Already, cracks are appearing in the players' united front on this issue. New York Yankees' superstar Derek Jeter, who is doing antidrug TV commercials for The Partnership for a Drug-Free America, has said numerous times that he wouldn't mind being tested for steroids -- even as other stars, including home-run champ Barry Bonds of the San Francisco Giants, have remained mum.
Noticeably absent from this year's labor talks are any items that might resonate with the public. The league minimum salary is $200,000, vs. the $252 million that shortstop Alex Rodriguez of the Texas Rangers is making over 10 years. Many players are just above the league minimum, and these aren't the guys driving up the cost of running a team. Setting a significantly higher league minimum isn't a high priority for either the union or the teams, experts say. Similarly, the players' union hasn't made a top priority of winning better pensions for players of the the '60s and '70s -- before free agency took effect and salaries skyrocketed.
True, the owners don't deserve any more sympathy than the players. In December, 2001, Commissioner Bud Selig presented Congress with a set of books on baseball accounting and team profits that some legislators complained were incomplete and unaudited (but what's an audit worth these days anyhow?).
And no one on management's side can offer a convincing explanation for why, if baseball franchises aren't profitable, the Boston Red Sox sold last year for $660 million. Any group of millionaire businessmen willing to pony up that kind of money for a team with a $108 million payroll (second only to the Yankees' $125 million) must be expecting a decent return.

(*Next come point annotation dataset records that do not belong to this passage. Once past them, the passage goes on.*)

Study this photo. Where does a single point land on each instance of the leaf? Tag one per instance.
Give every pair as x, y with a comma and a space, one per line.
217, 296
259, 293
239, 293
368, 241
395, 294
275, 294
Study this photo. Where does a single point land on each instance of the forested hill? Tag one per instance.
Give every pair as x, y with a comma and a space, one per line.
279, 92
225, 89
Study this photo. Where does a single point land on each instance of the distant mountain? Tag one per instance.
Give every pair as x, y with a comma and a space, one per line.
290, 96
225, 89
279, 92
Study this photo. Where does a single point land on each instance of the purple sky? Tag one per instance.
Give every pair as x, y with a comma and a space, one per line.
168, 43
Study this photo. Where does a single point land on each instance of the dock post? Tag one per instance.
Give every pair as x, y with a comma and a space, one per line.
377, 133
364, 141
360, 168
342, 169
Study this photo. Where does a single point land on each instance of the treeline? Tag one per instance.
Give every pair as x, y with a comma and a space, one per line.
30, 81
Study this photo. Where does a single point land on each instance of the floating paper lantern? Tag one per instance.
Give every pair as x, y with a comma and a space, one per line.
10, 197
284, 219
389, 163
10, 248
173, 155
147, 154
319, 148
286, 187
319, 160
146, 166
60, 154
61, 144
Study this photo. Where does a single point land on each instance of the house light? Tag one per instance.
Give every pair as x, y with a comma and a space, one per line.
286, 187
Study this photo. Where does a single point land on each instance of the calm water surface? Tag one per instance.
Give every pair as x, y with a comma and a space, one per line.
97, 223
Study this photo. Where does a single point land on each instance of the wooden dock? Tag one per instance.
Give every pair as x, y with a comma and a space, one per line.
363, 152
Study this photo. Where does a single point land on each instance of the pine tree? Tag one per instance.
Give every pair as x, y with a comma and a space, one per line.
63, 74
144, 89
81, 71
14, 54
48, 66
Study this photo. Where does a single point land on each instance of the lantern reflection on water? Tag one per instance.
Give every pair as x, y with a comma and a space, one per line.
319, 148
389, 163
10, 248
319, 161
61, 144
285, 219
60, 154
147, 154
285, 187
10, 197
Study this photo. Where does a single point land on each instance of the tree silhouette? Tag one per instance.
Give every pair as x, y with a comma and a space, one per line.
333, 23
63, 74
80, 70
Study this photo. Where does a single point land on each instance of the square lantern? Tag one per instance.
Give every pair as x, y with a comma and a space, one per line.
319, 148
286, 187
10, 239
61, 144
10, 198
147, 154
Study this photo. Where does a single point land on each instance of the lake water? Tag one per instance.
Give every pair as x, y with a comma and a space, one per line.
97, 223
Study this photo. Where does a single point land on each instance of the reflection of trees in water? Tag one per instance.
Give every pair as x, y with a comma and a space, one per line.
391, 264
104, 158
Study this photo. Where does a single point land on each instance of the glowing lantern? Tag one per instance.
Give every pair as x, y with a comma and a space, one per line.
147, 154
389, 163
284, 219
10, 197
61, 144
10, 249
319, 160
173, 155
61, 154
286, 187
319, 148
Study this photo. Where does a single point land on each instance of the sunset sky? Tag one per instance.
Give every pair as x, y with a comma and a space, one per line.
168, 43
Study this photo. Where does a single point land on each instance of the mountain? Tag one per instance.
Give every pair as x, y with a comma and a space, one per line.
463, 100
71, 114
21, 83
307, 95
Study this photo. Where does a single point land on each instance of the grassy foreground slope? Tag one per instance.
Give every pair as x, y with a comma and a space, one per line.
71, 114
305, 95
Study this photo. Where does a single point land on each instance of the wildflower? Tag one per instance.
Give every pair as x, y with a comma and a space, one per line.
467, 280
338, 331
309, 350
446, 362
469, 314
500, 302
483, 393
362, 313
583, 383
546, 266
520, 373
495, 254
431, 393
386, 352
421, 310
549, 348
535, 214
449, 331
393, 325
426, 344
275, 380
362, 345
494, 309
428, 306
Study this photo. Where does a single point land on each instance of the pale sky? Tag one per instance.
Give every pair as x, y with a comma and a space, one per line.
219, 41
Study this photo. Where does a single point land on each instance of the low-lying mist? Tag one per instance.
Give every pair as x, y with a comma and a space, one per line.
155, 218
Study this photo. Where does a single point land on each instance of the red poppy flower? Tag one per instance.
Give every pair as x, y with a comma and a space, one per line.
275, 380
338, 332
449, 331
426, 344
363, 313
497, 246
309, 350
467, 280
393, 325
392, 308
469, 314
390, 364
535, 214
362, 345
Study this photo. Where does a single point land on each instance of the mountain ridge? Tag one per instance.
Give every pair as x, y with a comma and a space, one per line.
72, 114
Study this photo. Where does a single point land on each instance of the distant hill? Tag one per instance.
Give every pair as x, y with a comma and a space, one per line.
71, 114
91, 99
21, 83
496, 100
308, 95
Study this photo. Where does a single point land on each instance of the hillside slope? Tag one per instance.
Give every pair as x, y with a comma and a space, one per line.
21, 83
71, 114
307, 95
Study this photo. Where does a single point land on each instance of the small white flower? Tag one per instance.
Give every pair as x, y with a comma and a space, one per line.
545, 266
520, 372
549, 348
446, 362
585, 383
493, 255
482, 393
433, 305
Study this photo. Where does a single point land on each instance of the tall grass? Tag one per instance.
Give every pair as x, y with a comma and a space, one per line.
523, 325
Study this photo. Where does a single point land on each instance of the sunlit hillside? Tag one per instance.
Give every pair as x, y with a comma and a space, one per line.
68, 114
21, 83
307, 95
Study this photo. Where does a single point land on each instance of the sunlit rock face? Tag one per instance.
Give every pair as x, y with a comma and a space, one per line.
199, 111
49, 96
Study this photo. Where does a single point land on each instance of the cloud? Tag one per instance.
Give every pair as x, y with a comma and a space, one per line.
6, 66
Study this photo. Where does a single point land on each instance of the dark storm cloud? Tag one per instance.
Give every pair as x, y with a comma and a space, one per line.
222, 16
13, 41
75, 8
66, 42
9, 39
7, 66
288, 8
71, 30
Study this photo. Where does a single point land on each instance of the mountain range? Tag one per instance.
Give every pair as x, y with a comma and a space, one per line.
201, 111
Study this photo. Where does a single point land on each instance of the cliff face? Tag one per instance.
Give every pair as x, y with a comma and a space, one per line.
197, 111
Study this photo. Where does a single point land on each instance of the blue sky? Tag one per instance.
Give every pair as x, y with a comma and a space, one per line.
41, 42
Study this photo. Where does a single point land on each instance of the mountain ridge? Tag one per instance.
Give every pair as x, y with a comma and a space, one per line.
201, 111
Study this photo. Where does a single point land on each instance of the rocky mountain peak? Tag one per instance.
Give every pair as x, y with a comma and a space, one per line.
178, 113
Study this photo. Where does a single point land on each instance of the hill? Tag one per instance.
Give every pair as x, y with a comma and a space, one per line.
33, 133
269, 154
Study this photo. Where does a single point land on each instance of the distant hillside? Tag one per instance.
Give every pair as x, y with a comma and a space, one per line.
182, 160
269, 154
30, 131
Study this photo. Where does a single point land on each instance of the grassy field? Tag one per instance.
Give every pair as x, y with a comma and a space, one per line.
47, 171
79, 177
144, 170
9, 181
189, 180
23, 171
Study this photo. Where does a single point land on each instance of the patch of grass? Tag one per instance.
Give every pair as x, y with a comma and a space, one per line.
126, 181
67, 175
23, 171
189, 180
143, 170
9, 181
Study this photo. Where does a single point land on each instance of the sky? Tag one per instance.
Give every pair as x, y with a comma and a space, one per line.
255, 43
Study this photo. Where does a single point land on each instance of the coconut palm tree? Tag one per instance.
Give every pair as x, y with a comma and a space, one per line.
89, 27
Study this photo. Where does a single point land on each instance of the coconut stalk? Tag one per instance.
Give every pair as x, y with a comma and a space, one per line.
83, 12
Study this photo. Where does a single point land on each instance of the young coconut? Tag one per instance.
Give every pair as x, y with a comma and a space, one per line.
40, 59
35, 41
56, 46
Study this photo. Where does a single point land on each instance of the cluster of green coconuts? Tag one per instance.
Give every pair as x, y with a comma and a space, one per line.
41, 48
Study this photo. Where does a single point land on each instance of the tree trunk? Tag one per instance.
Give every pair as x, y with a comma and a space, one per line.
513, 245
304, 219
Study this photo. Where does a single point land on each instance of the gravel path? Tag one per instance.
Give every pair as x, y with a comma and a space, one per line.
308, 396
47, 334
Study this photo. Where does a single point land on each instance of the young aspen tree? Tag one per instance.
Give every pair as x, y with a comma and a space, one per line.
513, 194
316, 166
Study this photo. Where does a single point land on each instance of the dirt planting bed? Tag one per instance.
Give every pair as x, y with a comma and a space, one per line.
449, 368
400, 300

The players shouldn't stay on the job just to appease the owners. They should do it for the game, the fans, and to prove that they really are the bigger-than-life characters they're frequently made out to be. Moreover, they might do everyone a favor by making a trade like this: The players ought to agree to submit to steroid testing, and they should let the owners experiment with their luxury tax. In return, they get a guarantee that the teams will come clean about their profits and losses, every year.
Such a deal could put some credibility and class back into baseball.